At any rate, Putin’s rise is a fascinating topic, and Russian journalist Masha Gessen’s Man Without a Face is a great entry point into the subject. Gessen is a Russian-American journalist who left the Soviet Union as a teenager in the 1980s. Gessen moved back to Moscow in 1991, and thus personally witnessed or lived through many of the events described in the book. In fact, in 2012 Gessen actually met Putin after he fired Gessen from the position of editor of one of Russia’s oldest scientific magazines, Vokrug Sveta, basically because she didn’t cover one of his events. He then tried to re-hire Gessen, making it clear that this time they should cover the regime favorably.

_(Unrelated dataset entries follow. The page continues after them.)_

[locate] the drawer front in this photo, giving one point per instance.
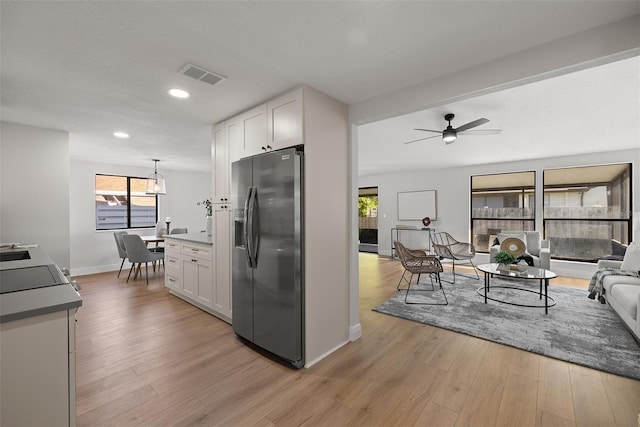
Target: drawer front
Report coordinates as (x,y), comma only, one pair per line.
(198,251)
(173,264)
(172,247)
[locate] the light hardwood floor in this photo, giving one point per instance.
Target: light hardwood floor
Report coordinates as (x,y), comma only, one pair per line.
(144,357)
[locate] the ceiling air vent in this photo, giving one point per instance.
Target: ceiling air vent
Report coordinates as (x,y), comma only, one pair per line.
(201,74)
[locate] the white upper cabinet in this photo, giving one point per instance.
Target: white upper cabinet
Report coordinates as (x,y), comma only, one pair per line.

Anyway the book begins with a brief look at Putin’s rise to the Russian Presidency in 1999, as well as his expansion of Presidential powers during the Second Chechan War (1999-2009). It also includes chapters on Putin’s early years, his KGB service and his rise in the Russian bureaucratic ranks in the 1990s under St. Petersburg mayor Anton Sobchak. One can also read about the various scandals – the poisoning of dissidents, the arrest and confiscation of the assets of rival oligarchs, foreign critics, etc.

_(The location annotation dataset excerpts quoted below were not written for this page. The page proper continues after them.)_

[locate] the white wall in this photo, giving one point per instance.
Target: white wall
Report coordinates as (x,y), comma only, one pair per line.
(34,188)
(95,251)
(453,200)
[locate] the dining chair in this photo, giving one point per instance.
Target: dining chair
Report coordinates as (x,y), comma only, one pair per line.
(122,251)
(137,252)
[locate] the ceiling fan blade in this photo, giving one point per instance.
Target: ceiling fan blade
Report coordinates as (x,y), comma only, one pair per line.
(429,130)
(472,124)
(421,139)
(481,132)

If you’re looking for something more penetrating, I’d also recommend Gessen’s 2018 The Future is History: How Totalitarianism reclaimed Russia, an almost 500 page book that follows the lives of four Russians through the end of Communism and into the present day. Arkady Ostrovsky’s The Invention of Russia: the Rise of Putin and the Age of Fake News does something similar, focusing more on the evolution of Russian-Soviet media. But both are excellent studies that try to answer the question of what went wrong in the 1990s, why Soviet Russia did not evolve into a liberal democracy.